Based on a representative sample of office workers—well, seven or eight, maybe—who salivated Pavlovian streams at the bare sight of it, an advertisement that appeared in the Sunday Arizona Republic a few weeks ago must rate as one of the most successful print ads of recent times.

The ad was for a product called Choco Tacos. Maybe you've seen these things. Now, I love Mexican food, but the idea of a chocolate taco struck me as simultaneously so goofy and disgusting that I'd been making fun of them since they first turned up at the Circle K downstairs from where I work. I brought the ad to work as a joke, and while a couple of us were laughing about it, another person came up and instantly went all enthusiastic on us. He'd seen the ad, too, but on him it had almost magical effect, and he told us of his firm intention to seek out a Choco Taco. I left the ad where it lay on my co-worker's desk and as the day proceeded (so she told me) pretty much everyone who saw it had the same response.

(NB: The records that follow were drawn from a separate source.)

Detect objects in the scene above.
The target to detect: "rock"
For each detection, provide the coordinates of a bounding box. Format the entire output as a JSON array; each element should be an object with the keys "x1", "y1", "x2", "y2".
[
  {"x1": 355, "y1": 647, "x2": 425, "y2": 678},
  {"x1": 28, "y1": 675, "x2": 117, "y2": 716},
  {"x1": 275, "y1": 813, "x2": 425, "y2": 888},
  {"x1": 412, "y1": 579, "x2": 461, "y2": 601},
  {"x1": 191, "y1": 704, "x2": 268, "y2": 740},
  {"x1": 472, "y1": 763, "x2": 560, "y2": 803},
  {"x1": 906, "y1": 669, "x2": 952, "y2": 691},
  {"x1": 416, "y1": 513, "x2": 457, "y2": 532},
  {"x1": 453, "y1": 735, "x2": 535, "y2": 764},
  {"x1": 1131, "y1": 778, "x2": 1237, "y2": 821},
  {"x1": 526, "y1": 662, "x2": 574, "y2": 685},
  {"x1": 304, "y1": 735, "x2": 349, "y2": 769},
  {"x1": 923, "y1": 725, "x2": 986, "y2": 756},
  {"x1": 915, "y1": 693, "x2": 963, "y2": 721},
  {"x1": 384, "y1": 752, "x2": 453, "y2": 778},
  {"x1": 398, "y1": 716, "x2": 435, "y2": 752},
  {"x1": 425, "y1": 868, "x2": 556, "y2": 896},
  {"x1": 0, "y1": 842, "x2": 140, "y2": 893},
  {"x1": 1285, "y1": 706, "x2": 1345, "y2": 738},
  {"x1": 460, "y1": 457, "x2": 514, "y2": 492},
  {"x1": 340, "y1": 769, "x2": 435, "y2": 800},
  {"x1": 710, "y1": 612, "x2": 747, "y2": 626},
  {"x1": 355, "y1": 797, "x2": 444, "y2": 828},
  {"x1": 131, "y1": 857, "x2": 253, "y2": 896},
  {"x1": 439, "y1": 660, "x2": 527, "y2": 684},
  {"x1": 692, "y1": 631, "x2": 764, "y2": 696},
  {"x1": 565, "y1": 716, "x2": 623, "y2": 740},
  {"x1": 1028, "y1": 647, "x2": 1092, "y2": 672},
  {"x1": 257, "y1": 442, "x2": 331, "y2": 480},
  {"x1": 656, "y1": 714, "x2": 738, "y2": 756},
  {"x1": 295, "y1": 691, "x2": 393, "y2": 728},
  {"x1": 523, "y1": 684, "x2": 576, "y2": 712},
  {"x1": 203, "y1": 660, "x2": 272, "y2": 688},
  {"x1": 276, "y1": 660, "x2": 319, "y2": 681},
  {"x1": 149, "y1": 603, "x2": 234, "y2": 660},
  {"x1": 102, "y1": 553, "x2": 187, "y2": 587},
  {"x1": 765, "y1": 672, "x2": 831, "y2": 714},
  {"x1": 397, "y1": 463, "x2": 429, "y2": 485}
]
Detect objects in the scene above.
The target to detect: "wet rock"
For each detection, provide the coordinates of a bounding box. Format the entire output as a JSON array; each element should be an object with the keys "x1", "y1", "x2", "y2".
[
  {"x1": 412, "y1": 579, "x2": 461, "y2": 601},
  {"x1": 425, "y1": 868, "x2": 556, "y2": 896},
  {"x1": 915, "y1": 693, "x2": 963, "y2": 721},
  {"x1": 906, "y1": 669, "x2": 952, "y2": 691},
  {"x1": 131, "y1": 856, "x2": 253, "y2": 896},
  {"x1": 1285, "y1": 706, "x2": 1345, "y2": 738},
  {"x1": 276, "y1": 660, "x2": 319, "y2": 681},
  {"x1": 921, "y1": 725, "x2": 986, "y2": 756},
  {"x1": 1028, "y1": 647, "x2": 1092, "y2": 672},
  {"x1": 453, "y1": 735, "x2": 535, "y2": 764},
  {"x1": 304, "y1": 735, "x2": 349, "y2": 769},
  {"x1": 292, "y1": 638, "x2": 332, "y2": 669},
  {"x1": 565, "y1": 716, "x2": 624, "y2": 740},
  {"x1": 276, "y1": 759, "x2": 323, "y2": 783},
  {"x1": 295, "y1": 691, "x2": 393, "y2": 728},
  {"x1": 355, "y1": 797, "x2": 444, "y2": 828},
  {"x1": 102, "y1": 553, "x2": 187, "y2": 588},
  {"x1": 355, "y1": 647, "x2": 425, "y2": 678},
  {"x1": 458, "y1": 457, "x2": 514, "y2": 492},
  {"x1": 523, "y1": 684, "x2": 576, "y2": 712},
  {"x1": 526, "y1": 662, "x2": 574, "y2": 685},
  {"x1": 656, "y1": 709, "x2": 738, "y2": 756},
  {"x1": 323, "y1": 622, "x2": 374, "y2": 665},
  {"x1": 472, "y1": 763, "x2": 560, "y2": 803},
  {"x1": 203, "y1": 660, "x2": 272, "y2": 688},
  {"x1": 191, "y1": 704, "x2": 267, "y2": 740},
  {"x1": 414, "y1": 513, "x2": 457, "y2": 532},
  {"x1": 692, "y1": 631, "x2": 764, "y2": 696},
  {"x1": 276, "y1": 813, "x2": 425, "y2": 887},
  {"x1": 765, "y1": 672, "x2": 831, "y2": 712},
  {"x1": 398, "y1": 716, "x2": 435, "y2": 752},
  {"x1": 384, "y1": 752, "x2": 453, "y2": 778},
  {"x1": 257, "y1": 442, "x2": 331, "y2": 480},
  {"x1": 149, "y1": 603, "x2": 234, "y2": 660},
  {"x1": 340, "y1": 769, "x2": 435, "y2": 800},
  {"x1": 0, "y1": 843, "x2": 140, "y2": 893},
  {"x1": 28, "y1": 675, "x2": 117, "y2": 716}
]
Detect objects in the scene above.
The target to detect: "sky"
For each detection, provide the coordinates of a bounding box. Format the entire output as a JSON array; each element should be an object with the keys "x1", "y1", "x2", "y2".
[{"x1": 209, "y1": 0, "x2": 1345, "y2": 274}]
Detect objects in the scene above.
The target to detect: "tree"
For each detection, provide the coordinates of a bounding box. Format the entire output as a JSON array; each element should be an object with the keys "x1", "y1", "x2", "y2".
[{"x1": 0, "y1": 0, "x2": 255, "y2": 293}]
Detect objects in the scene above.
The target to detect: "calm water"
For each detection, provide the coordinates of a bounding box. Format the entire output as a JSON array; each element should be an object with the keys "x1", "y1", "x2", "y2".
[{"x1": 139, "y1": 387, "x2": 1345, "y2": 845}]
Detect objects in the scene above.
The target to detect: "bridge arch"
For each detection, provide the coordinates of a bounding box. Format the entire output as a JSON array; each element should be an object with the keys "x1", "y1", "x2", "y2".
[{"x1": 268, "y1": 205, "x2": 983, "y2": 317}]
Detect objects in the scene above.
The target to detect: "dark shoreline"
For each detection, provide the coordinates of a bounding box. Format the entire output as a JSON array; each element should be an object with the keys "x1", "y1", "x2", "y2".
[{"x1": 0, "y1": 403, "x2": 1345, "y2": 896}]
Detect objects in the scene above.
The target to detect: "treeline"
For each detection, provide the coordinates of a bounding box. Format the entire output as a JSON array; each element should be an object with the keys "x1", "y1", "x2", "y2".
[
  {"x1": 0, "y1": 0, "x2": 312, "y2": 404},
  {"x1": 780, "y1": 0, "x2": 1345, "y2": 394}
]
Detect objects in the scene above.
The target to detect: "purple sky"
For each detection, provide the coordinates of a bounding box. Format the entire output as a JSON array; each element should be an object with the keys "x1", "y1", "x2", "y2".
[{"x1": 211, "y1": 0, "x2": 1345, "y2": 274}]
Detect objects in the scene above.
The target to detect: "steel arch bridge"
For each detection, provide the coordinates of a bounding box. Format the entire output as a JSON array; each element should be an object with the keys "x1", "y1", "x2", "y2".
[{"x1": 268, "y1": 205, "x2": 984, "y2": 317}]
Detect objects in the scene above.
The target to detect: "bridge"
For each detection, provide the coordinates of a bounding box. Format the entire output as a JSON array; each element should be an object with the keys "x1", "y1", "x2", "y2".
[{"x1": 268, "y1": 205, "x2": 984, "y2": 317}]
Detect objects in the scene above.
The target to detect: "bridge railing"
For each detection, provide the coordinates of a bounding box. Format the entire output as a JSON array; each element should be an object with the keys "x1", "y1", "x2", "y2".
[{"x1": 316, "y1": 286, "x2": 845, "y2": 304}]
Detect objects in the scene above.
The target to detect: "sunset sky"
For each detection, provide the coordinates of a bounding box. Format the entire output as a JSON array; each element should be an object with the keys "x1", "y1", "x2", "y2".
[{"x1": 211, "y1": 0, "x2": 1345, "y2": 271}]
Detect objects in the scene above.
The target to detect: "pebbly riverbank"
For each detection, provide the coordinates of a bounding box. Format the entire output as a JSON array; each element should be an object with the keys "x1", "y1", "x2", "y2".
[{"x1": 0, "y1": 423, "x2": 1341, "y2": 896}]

I was surprised that no one shared my disgust, but maybe I shouldn't have been, considering some of the other monstrosities to be found in the world of Mexican food. Example One: Mexican restaurants serve fried ice cream. Example Two: another very popular Mexican dish—mole—consists of a perfectly good turkey that has been desecrated by a sort of chocolate chili sauce having more or less the consistency, if not very nearly the taste, of motor oil. Though I consider both to be Food Violations of the highest order, mole definitely outranks Choco Tacos in the repulsive Mexican food category. Or would, if Choco Tacos really were Mexican. Or food.

Nonetheless, ever the first on my block to make the big mistakes, I had to try one. And you know, either it's coincidental or someone at Good Humor actually thought this one through, but there really are some definite similarities between a Choco Taco and a real taco:

  1. A Choco Taco has a shell—like a real taco.

  2. A Choco Taco has chocolate poured over the top— and chocolate's a dairy product—like the cheese in a real taco.

  3. A Choco Taco has peanuts, which are in fact not nuts at all but legumes—like beans, which people often eat with real tacos.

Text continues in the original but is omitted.